I was having dinner with a pastor-friend and he asked, “So how? Being a pastor?”

When I stepped out into fulltime ministry on 1 Jan 2004, being a pastor was not on my radar screen at all.  On my mind was only theological studies at TCA College, coupled with the excitement of serving God wherever He would send me.  In the days that followed, doors opened for me to preach and teach in various churches.  Without trying at all, relying wholly on God’s grace and favour, I found myself launched into an itinerant ministry.  In this capacity, I gained exposure and insight into different congregations and worship settings.

Then, on Saturday 18 October 2008, I was commissioned as a pastor of Covenant Vision Christian Church (a new community birthed out of Covenant Vision Ministry).  Sunday services began soon after on 1 Nov 2008.  Over the past 7 months, I discovered that the key difference between being an invited preacher and a pastor is that one can preach it and leave it whilst the other has to preach it and live it.

As a guest speaker, my job is done when the service or church camp is over.  I have preached it, and I now leave it to the pastors, leaders, elders and people of the church to decide what they want to do with the Word.  If I preached badly or they don’t like my style, I don’t get invited back.  If it’s theologically or doctrinally controversial (not that it shoud be … just ‘if’), the pastor gets to clean up the mess I make.  If it’s a tough word, they can choose to ignore the message.  If they have been blessed, I get complimented and encouraged … and possibly invited to speak again.  My task is to preach the Word of God accurately and without compromise and the rest is left to the church.

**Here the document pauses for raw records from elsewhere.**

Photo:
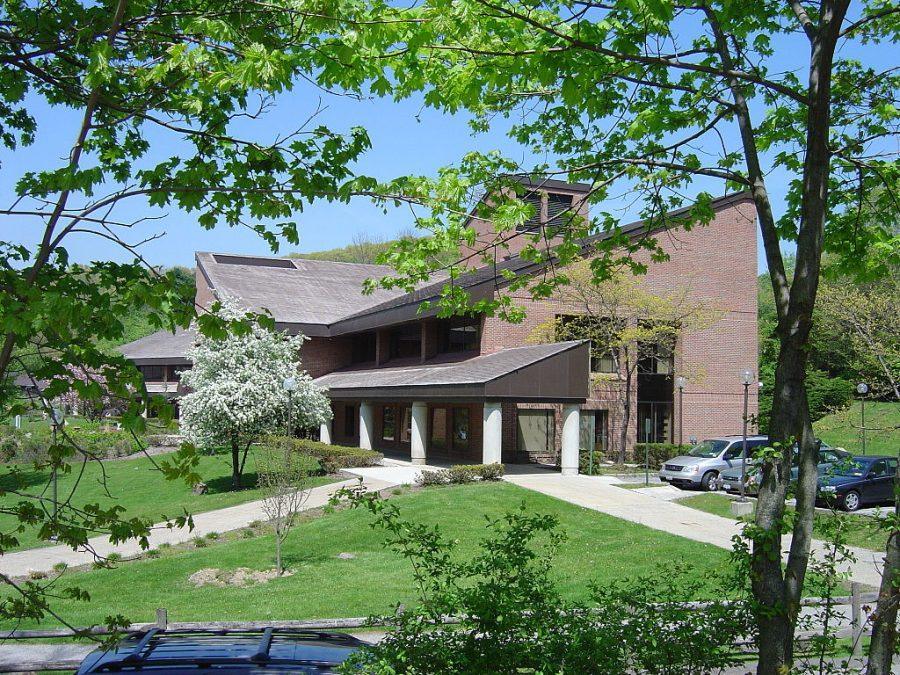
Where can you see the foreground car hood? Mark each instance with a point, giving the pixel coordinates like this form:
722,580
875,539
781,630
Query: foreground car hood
685,460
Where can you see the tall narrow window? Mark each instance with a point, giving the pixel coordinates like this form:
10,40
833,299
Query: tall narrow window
350,420
439,428
388,424
460,428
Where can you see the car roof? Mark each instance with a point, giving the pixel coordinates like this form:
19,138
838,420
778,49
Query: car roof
238,650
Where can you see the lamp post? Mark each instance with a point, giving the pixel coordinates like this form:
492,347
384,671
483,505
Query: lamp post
862,389
746,379
290,385
680,381
57,418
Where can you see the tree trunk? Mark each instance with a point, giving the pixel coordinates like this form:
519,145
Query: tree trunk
626,413
884,621
235,464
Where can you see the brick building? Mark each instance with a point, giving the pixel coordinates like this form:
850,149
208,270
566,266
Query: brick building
477,389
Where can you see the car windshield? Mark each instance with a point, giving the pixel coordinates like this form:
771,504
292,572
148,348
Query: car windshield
850,467
708,449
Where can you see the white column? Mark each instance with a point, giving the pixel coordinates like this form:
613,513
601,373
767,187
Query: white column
325,432
569,454
418,432
365,426
492,433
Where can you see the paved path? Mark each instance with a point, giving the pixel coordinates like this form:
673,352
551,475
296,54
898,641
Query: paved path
601,494
222,520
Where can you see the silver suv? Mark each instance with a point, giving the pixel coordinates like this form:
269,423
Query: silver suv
703,463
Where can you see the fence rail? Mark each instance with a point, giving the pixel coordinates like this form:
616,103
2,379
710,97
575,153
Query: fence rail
856,630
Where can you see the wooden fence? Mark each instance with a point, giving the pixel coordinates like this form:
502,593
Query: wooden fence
857,629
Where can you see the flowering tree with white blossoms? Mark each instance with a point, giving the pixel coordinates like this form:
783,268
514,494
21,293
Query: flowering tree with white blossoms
236,391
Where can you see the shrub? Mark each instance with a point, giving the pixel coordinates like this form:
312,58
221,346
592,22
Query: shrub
332,458
657,453
462,473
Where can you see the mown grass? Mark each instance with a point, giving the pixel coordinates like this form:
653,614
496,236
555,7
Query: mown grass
842,429
598,548
863,531
135,484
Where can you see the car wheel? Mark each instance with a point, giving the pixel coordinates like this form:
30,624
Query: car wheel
852,501
709,482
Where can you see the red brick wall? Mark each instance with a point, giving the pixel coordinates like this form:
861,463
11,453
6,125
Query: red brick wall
715,264
323,355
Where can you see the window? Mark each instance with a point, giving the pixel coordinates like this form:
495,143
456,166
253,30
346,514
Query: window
458,334
153,373
406,341
388,424
439,428
460,428
596,329
406,427
534,200
557,205
362,349
655,421
350,415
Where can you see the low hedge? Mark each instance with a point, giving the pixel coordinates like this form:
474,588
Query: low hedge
32,446
462,473
332,458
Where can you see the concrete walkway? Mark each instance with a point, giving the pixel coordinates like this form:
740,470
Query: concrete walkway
222,520
600,493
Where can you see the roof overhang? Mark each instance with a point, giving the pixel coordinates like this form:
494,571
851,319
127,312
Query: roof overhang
555,373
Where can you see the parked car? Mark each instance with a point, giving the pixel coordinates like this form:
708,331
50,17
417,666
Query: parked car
862,481
730,481
703,463
279,650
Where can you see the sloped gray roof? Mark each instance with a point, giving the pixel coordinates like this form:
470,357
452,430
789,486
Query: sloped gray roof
160,347
479,370
295,290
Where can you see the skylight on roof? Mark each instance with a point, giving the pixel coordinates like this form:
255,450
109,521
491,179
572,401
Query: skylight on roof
282,263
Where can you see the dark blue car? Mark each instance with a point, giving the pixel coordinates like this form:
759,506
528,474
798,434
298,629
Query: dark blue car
860,481
266,650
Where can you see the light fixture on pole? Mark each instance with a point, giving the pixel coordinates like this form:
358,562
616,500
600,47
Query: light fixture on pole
290,386
57,419
680,382
746,379
862,389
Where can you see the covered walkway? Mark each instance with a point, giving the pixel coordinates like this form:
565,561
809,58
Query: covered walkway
463,410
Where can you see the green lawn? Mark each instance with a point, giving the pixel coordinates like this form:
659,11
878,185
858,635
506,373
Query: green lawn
598,547
863,531
139,487
842,428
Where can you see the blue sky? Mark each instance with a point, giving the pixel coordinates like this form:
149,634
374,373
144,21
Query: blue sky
406,137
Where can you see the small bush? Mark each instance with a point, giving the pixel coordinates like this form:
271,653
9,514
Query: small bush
332,458
462,473
657,452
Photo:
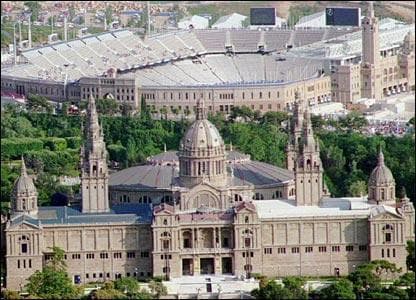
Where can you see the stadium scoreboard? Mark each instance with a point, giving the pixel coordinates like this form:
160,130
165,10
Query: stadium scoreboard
265,16
343,16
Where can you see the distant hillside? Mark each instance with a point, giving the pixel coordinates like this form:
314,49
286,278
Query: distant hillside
291,10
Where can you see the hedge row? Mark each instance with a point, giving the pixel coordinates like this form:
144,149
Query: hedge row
14,148
117,152
55,162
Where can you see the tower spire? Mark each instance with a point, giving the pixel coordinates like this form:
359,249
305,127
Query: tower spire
200,109
23,171
380,157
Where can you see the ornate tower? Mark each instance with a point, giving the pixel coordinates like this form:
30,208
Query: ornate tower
370,62
308,167
94,173
202,152
381,185
25,195
295,133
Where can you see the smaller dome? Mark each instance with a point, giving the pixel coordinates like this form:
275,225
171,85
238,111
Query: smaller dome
381,175
202,134
24,184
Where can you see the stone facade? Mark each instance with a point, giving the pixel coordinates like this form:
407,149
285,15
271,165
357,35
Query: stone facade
204,227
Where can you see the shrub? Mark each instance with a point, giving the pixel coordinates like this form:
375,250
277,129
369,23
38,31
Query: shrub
14,148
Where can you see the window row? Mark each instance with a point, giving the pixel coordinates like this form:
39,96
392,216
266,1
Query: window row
321,249
103,255
21,263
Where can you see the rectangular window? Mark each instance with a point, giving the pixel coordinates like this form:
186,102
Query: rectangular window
362,248
335,249
281,250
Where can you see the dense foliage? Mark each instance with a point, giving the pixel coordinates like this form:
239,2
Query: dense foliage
51,144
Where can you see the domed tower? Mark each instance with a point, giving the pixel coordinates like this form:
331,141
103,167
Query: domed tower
202,152
94,172
381,185
25,195
308,167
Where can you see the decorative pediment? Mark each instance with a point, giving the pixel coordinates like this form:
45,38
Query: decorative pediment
163,209
245,207
23,225
383,212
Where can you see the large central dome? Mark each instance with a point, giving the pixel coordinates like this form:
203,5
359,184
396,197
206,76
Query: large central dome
202,152
201,135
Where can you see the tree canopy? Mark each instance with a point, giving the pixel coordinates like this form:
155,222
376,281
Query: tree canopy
53,281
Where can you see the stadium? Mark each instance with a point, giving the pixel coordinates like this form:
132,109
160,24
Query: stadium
258,68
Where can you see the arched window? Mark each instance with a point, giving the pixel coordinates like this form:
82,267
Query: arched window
24,241
258,196
388,230
166,199
145,199
237,198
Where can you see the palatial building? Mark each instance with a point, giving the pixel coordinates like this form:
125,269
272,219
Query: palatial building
206,210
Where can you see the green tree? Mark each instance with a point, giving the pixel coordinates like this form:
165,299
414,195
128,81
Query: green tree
410,259
341,289
412,121
353,121
127,285
358,188
158,288
53,281
37,103
271,291
109,14
274,117
132,152
144,110
107,106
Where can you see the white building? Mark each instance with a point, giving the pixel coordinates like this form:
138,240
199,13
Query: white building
314,20
230,21
196,22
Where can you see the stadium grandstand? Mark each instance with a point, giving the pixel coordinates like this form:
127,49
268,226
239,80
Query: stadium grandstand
228,67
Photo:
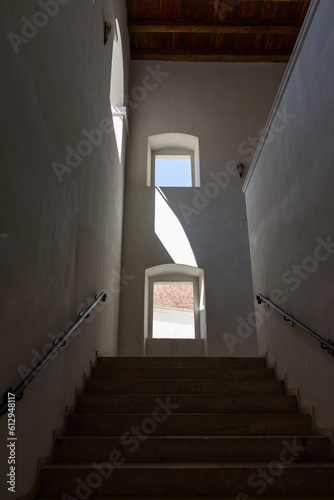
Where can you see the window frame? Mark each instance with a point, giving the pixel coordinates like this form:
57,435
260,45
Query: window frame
173,153
173,144
174,278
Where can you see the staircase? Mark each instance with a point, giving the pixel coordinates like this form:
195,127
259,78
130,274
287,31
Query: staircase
220,428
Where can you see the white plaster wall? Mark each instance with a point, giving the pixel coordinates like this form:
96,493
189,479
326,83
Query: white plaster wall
64,239
290,206
225,105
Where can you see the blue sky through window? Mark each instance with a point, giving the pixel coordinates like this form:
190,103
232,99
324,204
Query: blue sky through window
173,172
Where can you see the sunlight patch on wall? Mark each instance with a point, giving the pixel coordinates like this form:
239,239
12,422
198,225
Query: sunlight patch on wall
171,233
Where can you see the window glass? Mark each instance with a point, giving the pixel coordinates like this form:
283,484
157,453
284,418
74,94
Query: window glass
173,310
173,171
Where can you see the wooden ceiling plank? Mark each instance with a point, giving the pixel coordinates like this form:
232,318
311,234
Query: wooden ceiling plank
223,56
240,28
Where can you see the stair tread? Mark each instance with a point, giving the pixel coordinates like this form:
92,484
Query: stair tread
191,465
229,426
204,497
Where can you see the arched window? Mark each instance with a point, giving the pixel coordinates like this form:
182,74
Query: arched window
173,160
174,302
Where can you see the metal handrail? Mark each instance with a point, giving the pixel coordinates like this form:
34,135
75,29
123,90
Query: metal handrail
58,343
328,345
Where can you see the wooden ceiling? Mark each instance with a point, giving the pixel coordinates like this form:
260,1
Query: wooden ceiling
215,30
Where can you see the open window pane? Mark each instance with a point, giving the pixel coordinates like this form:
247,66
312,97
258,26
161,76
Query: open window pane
173,310
173,171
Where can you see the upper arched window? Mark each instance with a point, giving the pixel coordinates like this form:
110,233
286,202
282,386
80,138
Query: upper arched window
173,160
117,70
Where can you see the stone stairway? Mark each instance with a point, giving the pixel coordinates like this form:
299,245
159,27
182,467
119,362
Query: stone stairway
219,428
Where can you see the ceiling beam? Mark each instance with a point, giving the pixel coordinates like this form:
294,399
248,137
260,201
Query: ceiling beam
240,28
202,56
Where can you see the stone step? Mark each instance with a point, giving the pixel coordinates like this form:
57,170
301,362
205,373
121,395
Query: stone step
159,423
192,449
313,478
205,387
196,362
156,373
206,497
192,403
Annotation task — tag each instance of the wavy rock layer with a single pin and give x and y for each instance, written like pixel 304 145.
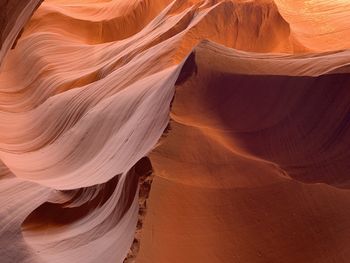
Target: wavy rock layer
pixel 252 168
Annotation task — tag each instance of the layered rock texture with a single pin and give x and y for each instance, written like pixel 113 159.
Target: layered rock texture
pixel 174 131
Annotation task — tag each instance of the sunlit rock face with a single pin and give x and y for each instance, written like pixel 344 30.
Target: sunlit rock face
pixel 174 131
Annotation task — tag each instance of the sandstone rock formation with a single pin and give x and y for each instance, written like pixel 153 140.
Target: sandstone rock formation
pixel 174 131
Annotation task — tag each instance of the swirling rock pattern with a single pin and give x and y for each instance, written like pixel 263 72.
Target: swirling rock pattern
pixel 236 112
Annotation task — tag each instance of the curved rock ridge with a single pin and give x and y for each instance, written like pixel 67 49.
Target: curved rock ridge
pixel 237 113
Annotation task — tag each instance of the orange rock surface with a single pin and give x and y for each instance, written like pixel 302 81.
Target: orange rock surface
pixel 174 131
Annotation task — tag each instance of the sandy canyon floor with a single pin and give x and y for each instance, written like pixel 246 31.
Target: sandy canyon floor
pixel 185 131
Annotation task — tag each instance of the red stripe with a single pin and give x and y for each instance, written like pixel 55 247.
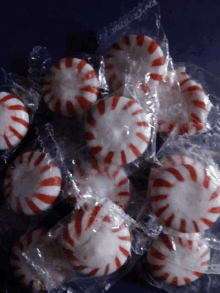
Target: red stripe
pixel 91 89
pixel 78 222
pixel 116 47
pixel 127 41
pixel 93 272
pixel 17 108
pixel 7 141
pixel 166 241
pixel 199 104
pixel 21 121
pixel 162 183
pixel 124 251
pixel 93 216
pixel 123 158
pixel 122 182
pixel 140 40
pixel 15 132
pixel 187 280
pixel 57 107
pixel 192 172
pixel 109 157
pixel 83 102
pixel 96 150
pixel 159 61
pixel 125 193
pixel 101 107
pixel 137 112
pixel 163 277
pixel 67 237
pixel 156 268
pixel 90 136
pixel 194 88
pixel 124 238
pixel 204 253
pixel 215 210
pixel 81 65
pixel 195 226
pixel 90 119
pixel 183 225
pixel 53 181
pixel 134 150
pixel 68 62
pixel 45 169
pixel 6 98
pixel 106 269
pixel 184 128
pixel 30 157
pixel 159 212
pixel 158 197
pixel 115 102
pixel 70 108
pixel 152 47
pixel 39 159
pixel 128 105
pixel 144 123
pixel 197 274
pixel 32 206
pixel 184 81
pixel 214 195
pixel 117 262
pixel 48 199
pixel 91 74
pixel 142 137
pixel 176 174
pixel 57 65
pixel 156 76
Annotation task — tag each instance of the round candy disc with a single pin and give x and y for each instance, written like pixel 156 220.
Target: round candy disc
pixel 134 57
pixel 184 196
pixel 31 253
pixel 178 261
pixel 32 183
pixel 117 130
pixel 14 121
pixel 97 242
pixel 103 181
pixel 184 107
pixel 70 86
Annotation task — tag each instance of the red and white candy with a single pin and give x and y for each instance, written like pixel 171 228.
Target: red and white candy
pixel 39 264
pixel 177 261
pixel 117 130
pixel 184 106
pixel 103 182
pixel 97 241
pixel 14 121
pixel 70 87
pixel 136 57
pixel 184 195
pixel 32 183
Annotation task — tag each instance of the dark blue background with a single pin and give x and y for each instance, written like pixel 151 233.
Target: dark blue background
pixel 192 28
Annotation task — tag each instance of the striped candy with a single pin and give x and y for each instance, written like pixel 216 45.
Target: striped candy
pixel 132 56
pixel 32 183
pixel 178 261
pixel 183 194
pixel 14 121
pixel 103 181
pixel 184 107
pixel 39 263
pixel 117 130
pixel 70 87
pixel 97 241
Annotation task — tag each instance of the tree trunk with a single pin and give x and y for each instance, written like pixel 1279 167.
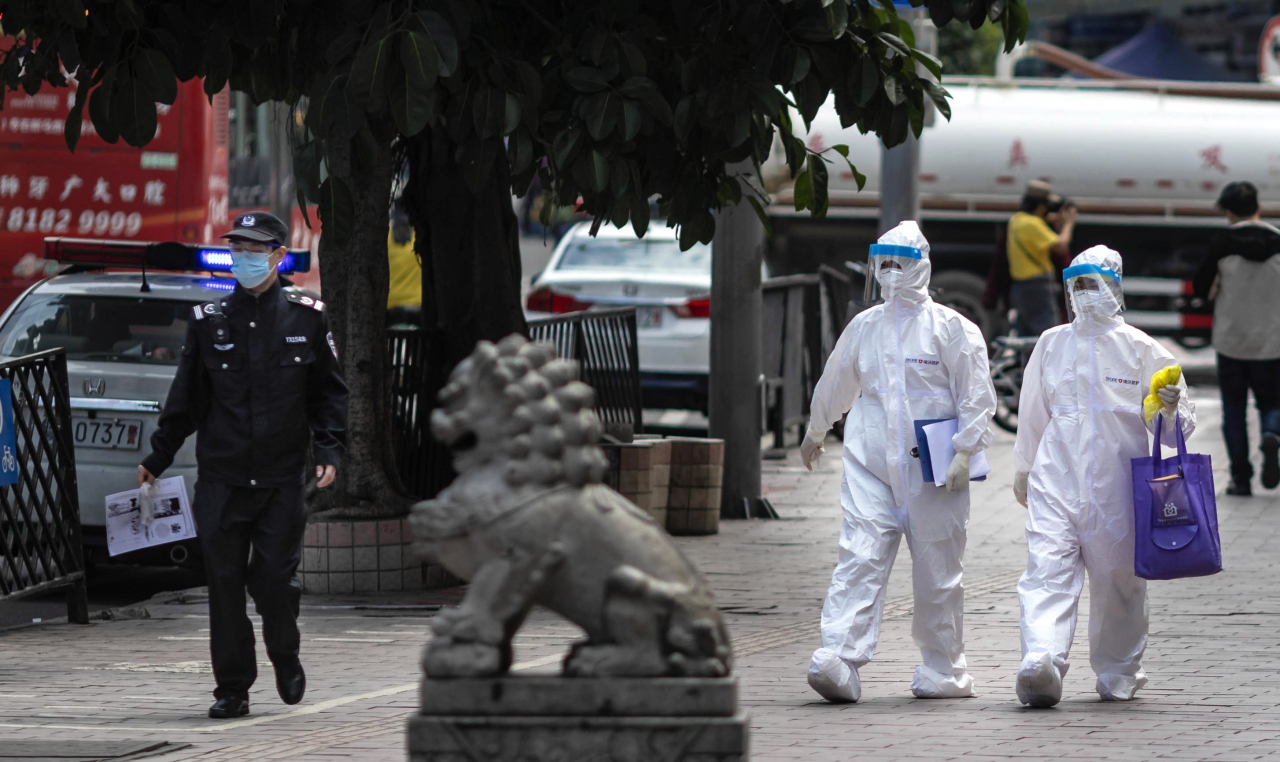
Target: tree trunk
pixel 470 250
pixel 355 279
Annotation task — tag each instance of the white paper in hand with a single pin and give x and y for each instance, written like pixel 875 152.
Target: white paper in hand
pixel 941 451
pixel 128 528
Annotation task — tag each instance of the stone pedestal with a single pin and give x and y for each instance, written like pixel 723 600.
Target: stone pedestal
pixel 365 557
pixel 545 719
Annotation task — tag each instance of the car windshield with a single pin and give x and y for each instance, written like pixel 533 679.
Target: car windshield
pixel 648 255
pixel 113 329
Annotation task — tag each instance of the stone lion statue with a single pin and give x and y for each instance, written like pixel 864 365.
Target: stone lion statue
pixel 529 521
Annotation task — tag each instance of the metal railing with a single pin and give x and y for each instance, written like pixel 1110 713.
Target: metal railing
pixel 40 532
pixel 410 411
pixel 604 345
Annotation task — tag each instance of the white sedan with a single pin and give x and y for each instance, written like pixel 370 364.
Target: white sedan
pixel 670 288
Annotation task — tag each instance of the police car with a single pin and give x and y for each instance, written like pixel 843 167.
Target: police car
pixel 119 310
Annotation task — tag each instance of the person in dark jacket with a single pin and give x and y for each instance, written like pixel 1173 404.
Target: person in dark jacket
pixel 1242 277
pixel 259 377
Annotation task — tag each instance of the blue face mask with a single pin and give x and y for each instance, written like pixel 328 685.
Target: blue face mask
pixel 251 269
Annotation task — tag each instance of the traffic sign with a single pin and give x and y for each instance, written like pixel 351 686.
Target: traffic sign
pixel 8 447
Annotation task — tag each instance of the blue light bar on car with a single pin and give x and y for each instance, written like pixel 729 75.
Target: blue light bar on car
pixel 219 260
pixel 96 254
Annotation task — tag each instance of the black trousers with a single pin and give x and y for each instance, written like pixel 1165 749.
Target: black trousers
pixel 251 538
pixel 1235 378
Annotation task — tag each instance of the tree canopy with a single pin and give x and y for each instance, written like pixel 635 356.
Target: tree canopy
pixel 611 103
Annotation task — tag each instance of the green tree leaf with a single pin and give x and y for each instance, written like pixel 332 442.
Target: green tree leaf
pixel 631 121
pixel 420 59
pixel 411 106
pixel 599 172
pixel 133 110
pixel 639 215
pixel 586 80
pixel 895 44
pixel 602 114
pixel 511 114
pixel 337 211
pixel 759 213
pixel 565 146
pixel 368 81
pixel 434 26
pixel 818 181
pixel 803 192
pixel 928 62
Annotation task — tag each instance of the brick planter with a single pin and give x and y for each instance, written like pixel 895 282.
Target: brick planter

Ah, but as a pastor … it is not as straightforward.  My job is not done when the benediction is pronounced.  I wish it was, but it isn’t!  I may have preached it but I now have an added role to help my congregation live it even as I first strive to live it myself.  If I preach faith, then my desire is to see the congregation live faith.  If I preach obedience, then I must help my people live a life of obedience.  Jesus didn’t just teach His disciples and sent them away with a “go figure” attitude.  Not at all!  Instead, He walked with them, led them, corrected them and guided them.  He preached it and He lived it, that they too might live as He did.

And that’s where the challenge is … it’s a journey filled with ups and downs, laughter and tears, joys and disappointments.  How nice it is to be an external consultant, to point out the weak points and to list out the to-do’s.  And if the company accepts the report and diagnosis, but chooses not to do anything about it, the consultant still gets paid!  But as a pastor …?

“So how? Being a pastor?”  I looked at my pastor-friend, smiled, and said, “Like that, lor.”